Wednesday, November 30, 2011

Using Narrative to Support Image Search

A strong system metaphor helps to align the needs and expectations with which a user approaches a multimedia search engine and the functionality and types of results that that search engine provides. My conviction on this point is so firm that I found myself dressed up as Alice from Alice's Adventures in Wonderland and competing as a finalist at the ACM Multimedia 2011 Grand Challenge in the Yahoo! Image Challenge.

Essentially, the story in the book runs that Alice enters, after a long fall, through a door into another world. Here, she encounters the fantastic and the unexpected, but her views are basically determined by two perspectives: one that she has when she grows to be very big and one that she has when she shrinks to be very small. The book plays with language and with logic and for this reason has a strong intellectual appeal to adults as well as holding the fascination of children.

We built a system based on this narrative, which offers users (in response to an arbitrary Flickr query) sets of unexpected yet fascinating images, created either from a "big" perspective or from a "small" perspective. The "Alice" metaphor tells the user to: (1) Expect the "big" and "small" perspectives (2) Expect a system that can be understood at two levels: as both engaging childlike curiosity and also meriting serious intellectual attention due to the way in which it uses language and statistics (3) Expect a system that will need a little bit of patience since the images appear a bit slowly (we're processing a flood of live Flickr results in the background), like the fading in of the Cheshire Cat.

The Grand Challenge requires participants to present their idea in exactly three minutes in a presentation that addresses the following points:
  • What is your solution? Which challenge does it address? How does it address the challenge?
  • Does your solution work? Is there evidence that it works?
  • Can you demo the system?
  • Is the solution generalizable to other problems? What are the limits of your approach?
  • Can other people reproduce your results? How?
  • Did the audience and the jury understand and ENJOY your presentation?
We used the three minutes to cover these points in a dialogue between Alice and Christoph Kofler (CK), first author on the Grand Challenge paper:

Kofler, C., Larson, M., Hanjalic, A. Alice's Worlds of Wonder: Exploiting Tags to Understand Images in terms of Size and Scale. ACM Multimedia 2011, Grand Challenge paper.

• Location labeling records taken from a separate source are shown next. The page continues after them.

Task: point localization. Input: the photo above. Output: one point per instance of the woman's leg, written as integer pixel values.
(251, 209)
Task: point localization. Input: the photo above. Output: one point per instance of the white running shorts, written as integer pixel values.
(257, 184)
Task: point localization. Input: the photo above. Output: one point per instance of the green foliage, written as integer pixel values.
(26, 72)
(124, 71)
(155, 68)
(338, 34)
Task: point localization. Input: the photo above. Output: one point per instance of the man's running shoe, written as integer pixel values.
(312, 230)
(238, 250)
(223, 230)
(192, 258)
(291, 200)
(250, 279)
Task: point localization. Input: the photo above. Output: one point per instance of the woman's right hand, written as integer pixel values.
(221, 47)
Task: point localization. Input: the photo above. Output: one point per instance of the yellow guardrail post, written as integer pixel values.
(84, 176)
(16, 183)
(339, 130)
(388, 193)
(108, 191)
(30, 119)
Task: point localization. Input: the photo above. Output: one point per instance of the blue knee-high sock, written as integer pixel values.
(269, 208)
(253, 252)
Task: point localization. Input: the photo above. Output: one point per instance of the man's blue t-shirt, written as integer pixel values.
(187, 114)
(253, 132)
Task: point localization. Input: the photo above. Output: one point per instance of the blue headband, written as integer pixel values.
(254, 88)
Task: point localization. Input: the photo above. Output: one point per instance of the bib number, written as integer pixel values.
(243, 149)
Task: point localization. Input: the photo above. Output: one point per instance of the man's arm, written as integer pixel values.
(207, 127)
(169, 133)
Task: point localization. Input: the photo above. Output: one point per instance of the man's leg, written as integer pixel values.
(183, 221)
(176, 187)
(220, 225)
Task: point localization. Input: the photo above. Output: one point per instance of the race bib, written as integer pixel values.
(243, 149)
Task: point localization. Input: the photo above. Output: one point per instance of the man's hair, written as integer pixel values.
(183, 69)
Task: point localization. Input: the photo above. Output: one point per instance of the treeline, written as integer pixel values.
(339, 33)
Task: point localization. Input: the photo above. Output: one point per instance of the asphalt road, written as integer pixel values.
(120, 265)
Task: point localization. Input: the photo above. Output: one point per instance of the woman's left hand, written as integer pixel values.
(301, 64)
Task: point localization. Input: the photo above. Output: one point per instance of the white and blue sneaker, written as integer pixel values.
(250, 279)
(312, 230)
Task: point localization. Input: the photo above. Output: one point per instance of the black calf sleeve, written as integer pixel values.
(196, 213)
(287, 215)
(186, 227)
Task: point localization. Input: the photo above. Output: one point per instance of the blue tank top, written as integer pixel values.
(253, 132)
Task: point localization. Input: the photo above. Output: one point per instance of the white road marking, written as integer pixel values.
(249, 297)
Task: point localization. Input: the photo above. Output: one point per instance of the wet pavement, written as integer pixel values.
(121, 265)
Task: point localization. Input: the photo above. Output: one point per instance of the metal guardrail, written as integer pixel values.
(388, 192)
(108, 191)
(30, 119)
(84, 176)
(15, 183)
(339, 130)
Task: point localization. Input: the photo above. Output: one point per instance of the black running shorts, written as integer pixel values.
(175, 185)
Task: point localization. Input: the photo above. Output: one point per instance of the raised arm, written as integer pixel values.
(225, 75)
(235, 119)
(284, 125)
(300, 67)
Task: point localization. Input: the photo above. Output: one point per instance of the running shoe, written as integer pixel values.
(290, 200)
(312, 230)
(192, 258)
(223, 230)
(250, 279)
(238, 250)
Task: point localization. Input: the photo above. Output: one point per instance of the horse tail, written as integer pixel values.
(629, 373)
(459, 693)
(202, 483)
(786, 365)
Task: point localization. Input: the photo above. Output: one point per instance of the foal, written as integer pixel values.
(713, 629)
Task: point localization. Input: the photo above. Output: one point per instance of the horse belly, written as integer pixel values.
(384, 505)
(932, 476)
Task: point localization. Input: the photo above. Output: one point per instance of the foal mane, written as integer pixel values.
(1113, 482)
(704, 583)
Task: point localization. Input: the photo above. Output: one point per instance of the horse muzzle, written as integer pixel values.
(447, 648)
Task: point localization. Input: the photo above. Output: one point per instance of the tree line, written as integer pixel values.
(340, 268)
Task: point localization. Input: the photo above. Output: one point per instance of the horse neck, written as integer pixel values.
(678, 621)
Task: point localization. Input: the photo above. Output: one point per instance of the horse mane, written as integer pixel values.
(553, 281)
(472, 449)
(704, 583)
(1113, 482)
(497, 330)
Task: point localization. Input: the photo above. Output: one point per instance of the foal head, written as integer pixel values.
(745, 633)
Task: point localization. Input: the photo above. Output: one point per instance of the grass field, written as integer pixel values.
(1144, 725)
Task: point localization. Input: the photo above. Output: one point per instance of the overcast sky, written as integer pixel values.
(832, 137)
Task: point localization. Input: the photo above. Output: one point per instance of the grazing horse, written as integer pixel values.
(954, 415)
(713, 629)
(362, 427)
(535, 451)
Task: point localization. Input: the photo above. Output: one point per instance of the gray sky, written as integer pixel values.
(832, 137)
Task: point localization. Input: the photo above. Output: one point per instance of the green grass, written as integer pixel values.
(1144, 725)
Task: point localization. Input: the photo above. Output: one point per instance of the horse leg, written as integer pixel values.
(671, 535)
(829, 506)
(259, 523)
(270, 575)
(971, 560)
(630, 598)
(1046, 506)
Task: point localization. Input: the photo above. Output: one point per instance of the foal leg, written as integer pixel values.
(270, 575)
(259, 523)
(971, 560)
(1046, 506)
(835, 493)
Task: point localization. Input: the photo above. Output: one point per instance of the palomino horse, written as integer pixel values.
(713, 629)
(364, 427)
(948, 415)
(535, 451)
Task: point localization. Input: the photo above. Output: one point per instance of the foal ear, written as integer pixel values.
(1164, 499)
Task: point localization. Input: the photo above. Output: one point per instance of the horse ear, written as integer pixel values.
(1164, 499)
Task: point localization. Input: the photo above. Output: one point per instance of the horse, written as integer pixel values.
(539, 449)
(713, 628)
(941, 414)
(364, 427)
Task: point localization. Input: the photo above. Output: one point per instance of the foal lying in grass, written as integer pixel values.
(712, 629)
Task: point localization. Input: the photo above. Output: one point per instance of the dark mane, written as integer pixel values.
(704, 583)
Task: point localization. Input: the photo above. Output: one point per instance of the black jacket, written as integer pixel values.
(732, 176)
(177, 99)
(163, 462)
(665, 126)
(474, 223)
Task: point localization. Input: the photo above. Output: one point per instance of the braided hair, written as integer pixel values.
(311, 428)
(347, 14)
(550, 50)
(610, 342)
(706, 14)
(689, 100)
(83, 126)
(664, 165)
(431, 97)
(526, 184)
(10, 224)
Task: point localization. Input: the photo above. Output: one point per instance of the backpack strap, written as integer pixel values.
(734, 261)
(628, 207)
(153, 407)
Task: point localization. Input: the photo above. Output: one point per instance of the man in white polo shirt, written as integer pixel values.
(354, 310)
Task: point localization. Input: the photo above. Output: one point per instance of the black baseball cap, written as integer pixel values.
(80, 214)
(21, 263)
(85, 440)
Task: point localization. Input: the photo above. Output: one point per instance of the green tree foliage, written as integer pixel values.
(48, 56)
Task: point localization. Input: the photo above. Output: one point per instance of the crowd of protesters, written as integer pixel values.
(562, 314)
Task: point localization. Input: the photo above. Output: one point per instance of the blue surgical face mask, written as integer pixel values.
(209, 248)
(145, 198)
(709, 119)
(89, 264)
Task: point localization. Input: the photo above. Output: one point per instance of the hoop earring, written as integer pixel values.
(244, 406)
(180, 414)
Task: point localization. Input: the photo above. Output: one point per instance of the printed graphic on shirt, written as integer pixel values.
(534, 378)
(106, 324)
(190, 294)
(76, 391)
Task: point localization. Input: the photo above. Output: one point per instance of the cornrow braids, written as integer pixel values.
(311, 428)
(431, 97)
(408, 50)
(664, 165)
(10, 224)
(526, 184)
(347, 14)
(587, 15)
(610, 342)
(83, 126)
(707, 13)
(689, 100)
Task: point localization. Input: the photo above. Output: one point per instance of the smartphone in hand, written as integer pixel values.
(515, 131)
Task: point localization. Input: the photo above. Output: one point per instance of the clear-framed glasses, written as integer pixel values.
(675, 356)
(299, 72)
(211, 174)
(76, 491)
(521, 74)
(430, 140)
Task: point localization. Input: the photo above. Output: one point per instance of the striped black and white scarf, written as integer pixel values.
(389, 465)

During the dialogue we demonstrated the system running live (We knew it was a risk to run a live demo, but luck was with us and the wireless network held up).

Alice's Worlds of Wonder: Three Minute Dialogue

(showing a rather standard opening slide)
CK: Alice, look at them out there, their image search experience is dry and boring.

Alice: We should show them our answer to the Yahoo! Image Challenge on Novel Image Understanding.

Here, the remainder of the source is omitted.